The design of the bedrooms has also been carefully developed to provide a functional but non-clinical feel. Features such as hoists have been included so that patients can be moved with safety into the specially fitted bathrooms. Despite the necessity for potentially imposing equipment, a simple, high quality feel is maintained, with all aid stowed in the custom-made integral cupboards specified in every bedroom. Containing a drugs locker and preparation space, hoist storage and motor, wardrobe, fridge, clinical wash basin and ventilation, this cleverly designed unit is a piece of equipment in itself, providing a one-stop station for nurses and patients.
Providing a non-clinical feel to the building has been a challenge; tackling the usual specifications of clinical plastics in exchange for natural materials. Although not possible in every instance when complying with hygiene regulations, natural materials such as timbers and textiles have been specified with unusual generosity for a hospice building. Where the direct use of natural materials has not been appropriate for infection control and hygiene standards in key locations, they have at least been made visible, as seen in the timber slat ceilings, the terrace canopies or the timber skirting, producing a visually softer environment with vastly improved acoustics.
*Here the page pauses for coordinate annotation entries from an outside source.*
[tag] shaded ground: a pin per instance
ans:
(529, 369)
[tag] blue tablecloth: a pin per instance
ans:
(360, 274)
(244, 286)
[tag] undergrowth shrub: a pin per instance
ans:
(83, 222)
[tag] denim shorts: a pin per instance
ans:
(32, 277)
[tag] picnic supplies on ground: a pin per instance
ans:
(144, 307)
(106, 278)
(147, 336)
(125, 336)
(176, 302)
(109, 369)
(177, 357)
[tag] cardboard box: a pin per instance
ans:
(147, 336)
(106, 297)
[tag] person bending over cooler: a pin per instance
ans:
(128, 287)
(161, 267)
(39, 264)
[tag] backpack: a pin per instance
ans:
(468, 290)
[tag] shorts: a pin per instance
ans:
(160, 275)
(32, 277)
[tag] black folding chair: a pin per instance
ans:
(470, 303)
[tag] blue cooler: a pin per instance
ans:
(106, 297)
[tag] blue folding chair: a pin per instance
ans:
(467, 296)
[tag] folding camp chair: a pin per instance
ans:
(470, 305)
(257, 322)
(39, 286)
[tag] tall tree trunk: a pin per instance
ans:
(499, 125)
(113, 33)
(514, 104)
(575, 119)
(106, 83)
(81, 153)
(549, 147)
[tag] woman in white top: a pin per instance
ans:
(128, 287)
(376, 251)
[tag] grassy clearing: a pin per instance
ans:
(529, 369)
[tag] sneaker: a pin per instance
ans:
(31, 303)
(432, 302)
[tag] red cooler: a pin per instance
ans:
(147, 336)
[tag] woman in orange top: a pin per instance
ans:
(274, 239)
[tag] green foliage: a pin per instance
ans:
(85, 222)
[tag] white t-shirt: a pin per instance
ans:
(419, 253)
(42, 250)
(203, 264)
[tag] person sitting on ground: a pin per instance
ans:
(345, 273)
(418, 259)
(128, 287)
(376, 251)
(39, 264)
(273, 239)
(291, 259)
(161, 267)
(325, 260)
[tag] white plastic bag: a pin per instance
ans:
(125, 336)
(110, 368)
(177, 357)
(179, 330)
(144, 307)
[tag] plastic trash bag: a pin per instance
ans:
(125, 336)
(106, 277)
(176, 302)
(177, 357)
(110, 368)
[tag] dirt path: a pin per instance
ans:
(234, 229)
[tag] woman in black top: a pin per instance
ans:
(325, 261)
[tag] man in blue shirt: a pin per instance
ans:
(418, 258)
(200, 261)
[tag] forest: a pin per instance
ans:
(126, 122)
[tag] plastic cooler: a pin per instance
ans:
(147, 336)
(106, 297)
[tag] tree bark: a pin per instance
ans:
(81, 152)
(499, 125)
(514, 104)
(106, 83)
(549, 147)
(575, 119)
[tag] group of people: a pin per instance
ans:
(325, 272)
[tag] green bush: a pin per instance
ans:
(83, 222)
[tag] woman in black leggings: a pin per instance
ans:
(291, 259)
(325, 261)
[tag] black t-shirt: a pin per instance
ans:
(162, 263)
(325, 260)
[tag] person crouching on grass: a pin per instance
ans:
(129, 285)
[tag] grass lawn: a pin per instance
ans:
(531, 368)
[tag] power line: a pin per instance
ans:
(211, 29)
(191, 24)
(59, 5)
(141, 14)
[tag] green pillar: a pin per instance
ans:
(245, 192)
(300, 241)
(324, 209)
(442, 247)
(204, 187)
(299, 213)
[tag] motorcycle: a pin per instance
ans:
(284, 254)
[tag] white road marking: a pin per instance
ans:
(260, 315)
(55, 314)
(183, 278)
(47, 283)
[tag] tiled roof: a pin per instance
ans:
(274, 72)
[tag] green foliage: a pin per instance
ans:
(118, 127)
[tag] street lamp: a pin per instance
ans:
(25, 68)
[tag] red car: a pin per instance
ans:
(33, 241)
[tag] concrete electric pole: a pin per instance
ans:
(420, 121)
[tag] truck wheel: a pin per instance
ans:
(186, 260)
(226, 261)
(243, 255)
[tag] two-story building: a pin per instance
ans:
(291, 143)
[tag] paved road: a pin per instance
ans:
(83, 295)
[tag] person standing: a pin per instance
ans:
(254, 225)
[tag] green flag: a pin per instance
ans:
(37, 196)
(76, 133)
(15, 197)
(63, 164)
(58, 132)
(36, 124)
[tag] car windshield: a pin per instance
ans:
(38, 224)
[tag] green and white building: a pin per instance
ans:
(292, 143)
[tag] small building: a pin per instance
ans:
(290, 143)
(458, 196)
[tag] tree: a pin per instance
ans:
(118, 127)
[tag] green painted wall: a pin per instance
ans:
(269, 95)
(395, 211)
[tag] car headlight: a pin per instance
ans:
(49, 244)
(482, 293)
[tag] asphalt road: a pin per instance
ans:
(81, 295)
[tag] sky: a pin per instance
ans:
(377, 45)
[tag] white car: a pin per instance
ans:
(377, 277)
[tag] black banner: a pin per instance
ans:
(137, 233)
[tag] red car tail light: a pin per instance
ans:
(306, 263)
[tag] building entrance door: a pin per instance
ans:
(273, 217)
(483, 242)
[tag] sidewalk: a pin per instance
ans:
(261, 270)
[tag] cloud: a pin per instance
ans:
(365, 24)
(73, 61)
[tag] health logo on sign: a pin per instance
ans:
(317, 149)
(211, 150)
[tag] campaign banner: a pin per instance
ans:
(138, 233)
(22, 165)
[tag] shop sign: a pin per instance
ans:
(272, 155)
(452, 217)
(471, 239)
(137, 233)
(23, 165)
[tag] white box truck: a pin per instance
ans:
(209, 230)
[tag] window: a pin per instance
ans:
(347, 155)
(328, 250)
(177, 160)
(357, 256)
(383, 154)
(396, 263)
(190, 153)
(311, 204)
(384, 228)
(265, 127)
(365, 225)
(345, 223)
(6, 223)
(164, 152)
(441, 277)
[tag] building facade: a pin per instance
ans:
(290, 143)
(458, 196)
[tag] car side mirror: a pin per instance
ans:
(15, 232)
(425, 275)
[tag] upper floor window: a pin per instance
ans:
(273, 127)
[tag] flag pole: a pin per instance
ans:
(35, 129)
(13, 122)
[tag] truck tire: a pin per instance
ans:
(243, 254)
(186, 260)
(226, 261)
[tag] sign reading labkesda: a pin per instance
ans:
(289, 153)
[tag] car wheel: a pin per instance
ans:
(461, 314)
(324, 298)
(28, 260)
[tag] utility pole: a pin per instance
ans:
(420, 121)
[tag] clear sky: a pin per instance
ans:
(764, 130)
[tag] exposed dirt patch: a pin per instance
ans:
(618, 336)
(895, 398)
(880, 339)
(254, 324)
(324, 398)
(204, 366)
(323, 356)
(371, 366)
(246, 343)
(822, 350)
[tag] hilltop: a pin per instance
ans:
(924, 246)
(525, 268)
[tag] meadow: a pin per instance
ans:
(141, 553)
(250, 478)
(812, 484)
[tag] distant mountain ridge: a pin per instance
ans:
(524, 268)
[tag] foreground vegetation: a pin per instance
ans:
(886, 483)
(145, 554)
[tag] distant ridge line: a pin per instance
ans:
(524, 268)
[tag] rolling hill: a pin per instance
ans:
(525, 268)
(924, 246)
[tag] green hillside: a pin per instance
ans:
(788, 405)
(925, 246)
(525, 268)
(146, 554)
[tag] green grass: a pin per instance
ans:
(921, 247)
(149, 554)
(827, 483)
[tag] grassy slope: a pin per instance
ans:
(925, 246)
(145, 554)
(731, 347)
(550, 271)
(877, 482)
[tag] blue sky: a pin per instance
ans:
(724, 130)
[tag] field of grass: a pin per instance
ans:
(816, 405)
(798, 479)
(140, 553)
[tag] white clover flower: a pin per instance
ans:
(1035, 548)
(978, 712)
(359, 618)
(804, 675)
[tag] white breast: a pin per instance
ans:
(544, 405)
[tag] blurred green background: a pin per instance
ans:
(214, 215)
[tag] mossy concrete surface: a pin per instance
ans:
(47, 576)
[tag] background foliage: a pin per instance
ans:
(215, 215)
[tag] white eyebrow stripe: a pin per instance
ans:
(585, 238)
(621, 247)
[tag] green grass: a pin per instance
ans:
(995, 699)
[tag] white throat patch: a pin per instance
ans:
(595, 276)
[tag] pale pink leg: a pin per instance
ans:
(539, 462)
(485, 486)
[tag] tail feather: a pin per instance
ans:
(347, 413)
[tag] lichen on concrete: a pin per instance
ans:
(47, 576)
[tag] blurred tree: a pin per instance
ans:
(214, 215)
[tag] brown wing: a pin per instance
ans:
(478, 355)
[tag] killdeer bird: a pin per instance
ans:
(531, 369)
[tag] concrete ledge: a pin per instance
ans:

The client and designers were ambitious to make this a building that was extremely functional but supportive, flexible and uplifting for the users, at times feeling more like a spa hotel than a hospice caring for patients with life-limiting conditions. Striking the right balance with a building that felt highly professional, whilst maintaining comfort and a sustainable living space has called upon skills from many staff at Architype over the five years. The relationship forged between the practice and the Hospice team has been one of shared vision, mutual respect and commitment, with both parties taking a responsible, sensitive and human approach to creating this new pioneering facility for Herefordshire.
Project architect Paul Neep described the experience: “St. Michael’s Hospice has touched the lives of so many people in Herefordshire and it has been a privilege to deliver this fantastic new facility that will enable them to continue with the highest possible healthcare standards in an uplifting, comfortable and relaxing environment whilst benefiting from significantly reduced running costs.”
As patients settle into the new building, work has started with immediate effect on Phase Two; the refurbishment of the existing building. The complete strip-out and refit will aim to offer more services and opportunities to day-care patients and their families, modernising, rationalising and improving the sustainable infrastructure of the 1980s building. Facilities will include respite care, holistic treatment, training facilities, community and recreational spaces in an improved environment. These will support the hospices activities and outreach, complementing the in-patient building and providing a sustainable future for the Hospice’s inspirational and commendable work.